When I see pink products for sale during the month of October, I wonder how much of the money really goes to researching a cure for breast cancer. Probably not very much.
I know I’m not alone in this thought because I’ve heard and read similar comments from others discussing the reason why these products are being sold. Buy them because you like them or need them. But I think most people now see those oh so pretty pink-ribboned products as a merchandising trick better left alone.
If anything good has come out of the marketing of these pink products, it is perhaps that they have brought a new awareness to mammograms and the idea that early detection can be a life saver.

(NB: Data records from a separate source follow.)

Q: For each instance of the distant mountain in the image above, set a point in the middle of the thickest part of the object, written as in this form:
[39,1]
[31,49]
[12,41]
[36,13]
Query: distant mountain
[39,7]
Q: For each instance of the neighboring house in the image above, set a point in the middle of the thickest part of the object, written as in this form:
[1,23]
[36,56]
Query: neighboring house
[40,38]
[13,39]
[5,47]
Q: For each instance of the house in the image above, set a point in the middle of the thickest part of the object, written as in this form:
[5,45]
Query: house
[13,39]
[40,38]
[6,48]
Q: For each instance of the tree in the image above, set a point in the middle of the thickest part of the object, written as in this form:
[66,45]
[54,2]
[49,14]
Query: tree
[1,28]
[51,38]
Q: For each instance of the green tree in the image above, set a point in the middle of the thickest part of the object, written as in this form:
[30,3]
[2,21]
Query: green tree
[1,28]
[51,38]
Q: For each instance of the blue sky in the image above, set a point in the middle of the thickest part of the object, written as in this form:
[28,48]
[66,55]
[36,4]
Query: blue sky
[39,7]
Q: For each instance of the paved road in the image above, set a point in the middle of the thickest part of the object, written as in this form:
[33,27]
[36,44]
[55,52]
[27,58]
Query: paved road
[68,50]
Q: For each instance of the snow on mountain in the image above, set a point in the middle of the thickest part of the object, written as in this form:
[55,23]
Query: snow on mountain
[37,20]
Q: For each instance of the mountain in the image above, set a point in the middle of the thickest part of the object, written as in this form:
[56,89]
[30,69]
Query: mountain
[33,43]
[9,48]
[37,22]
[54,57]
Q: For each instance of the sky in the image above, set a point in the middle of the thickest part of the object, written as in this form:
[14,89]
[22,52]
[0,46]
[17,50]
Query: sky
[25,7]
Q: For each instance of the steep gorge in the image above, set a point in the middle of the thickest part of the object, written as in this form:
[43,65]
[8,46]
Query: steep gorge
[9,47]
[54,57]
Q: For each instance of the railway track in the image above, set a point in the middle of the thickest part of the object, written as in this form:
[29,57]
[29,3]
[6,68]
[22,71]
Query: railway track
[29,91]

We know that breast cancer is a disease that happens twelve months a year, not just in October.
Whether a mother or a daughter, grandparent, sibling, or friend, chances are that you know someone affected by breast cancer.
I started getting mammograms when I was 35 years old because tragically I had an aunt who lost her life to breast cancer, a cousin who also died from it, another cousin who was diagnosed and treated and is in remission and a sister who thankfully is now in remission because she went in for her annual exam and the doctors found and diagnosed her breast cancer while it was in an early stage. I also have a very good friend who is currently fighting the good fight and is truly a warrior in keeping herself healthy and positive in her thoughts.
Courtesy of parents.com
Perhaps instead of buying something for sale that is pink and supposedly sold to contribute money to cancer research, why not instead help someone you know who has breast cancer.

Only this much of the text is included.